I have a Husky H5000 .270 (Husqvarna) rifle. The extractor is busted and I can't seem to get the right one. It has a mauser-type action, but neither the extractor for the M98 nor the Swedish Mauser worked. I even bought an entire bolt assembly from Hoosier Gun Works, but it didn't come close to fitting my rifle (I guess the later Huskys had different actions).

I am at a loss. 

I have spent over a year trying to find one. This gun has extreme sentimental value to me and I am at a dead end.
Any help tracking one down would be greatly appreciated.
Thanks,
Dave G


----------



## M1Garand (Apr 12, 2006)

Have you looked at Brownell's?


----------



## A-plus (Mar 30, 2003)

You might want to try Dick Williams Gunsmithing in Saginaw he has a good supply of used gun parts. If he cannot help, you may want to check here - http://www.gunpartscorp.com/

The Huskies are definitely excellent rifles that are well worth repairing.


----------



## amon (May 8, 2002)

A-plus said:


> You might want to try Dick Williams Gunsmithing in Saginaw he has a good supply of used gun parts. If he cannot help, you may want to check here - http://www.gunpartscorp.com/
> 
> The Huskies are definitely excellent rifles that are well worth repairing.


Hey guy, thanks for the tip.

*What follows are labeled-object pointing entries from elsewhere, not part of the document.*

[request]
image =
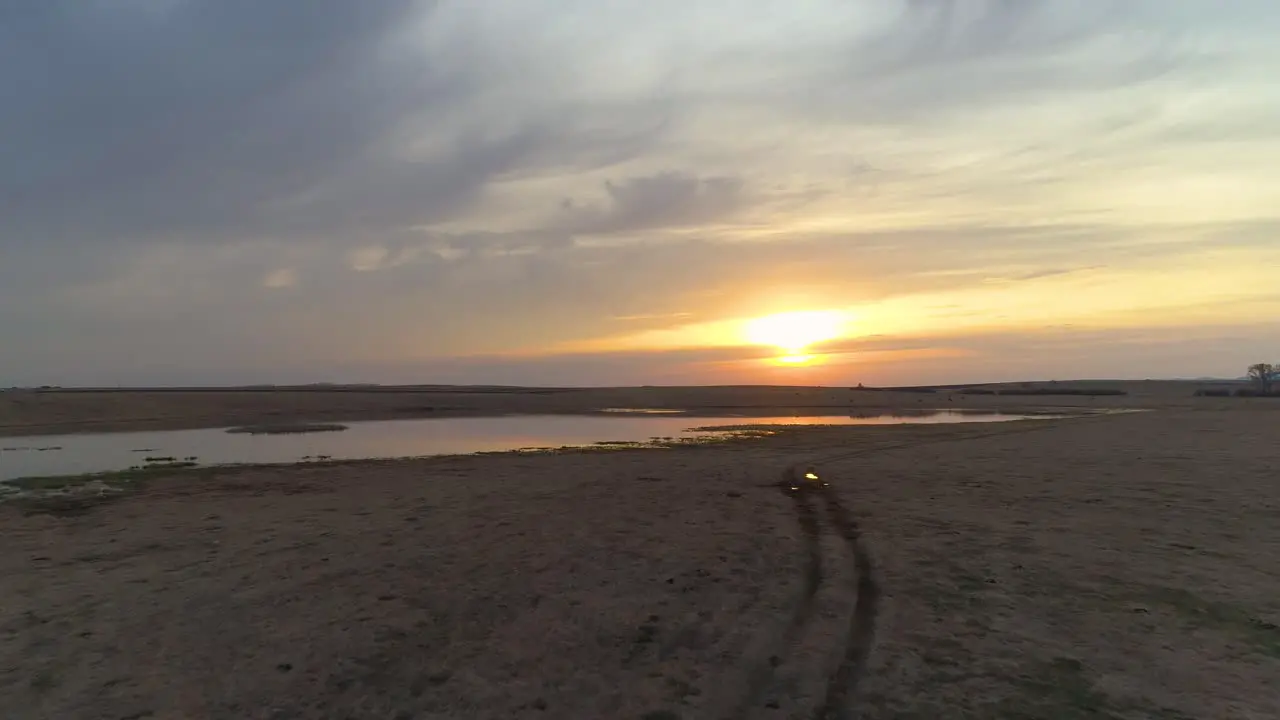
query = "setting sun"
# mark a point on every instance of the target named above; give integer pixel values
(794, 332)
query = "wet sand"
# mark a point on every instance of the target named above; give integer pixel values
(1115, 566)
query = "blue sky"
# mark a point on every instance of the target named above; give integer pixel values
(586, 192)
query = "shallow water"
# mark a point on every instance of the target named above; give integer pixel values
(74, 454)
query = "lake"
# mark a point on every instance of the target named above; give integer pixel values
(76, 454)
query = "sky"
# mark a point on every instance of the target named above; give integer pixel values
(616, 191)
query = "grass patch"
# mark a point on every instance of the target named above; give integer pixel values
(1200, 613)
(71, 495)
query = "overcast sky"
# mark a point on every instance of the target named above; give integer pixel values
(602, 191)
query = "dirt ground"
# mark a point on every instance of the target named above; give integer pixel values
(80, 410)
(1123, 566)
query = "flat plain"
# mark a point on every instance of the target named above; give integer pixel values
(1116, 566)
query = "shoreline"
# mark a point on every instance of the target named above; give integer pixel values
(679, 582)
(44, 413)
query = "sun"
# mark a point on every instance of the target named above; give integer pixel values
(794, 332)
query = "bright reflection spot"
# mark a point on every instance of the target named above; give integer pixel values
(794, 332)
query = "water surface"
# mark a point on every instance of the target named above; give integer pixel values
(74, 454)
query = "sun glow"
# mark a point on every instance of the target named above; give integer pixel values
(794, 332)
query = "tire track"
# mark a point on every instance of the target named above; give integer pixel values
(803, 483)
(758, 678)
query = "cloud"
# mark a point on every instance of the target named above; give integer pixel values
(668, 199)
(433, 178)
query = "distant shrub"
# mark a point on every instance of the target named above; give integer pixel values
(1080, 392)
(1252, 392)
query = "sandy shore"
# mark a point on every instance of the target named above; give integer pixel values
(77, 411)
(1119, 566)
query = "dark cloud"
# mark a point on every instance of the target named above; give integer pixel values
(657, 201)
(164, 158)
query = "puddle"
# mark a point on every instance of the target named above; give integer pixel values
(76, 454)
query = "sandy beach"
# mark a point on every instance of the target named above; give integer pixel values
(1116, 566)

I did try the online source already, and they sent me an extractor for a M98 Mauser. It's not a M98 nor is it a Swedish Mauser-type extractor. I'm at a loss. I'lll try the guy in Saginaw, thanks!!

It is an excellent gun. My dad got it in the early 60's and it was his favorite gun, which is saying a lot considering he had a great stash of weapons. It's deadly accurate to 500 yards and beyond. 

I'm so frustrated I can't even begin to tell you. Somewhere, there is a dude out there that not only knows the answer to this question, but he has the exact part I'm looking for!

:SHOCKED:


----------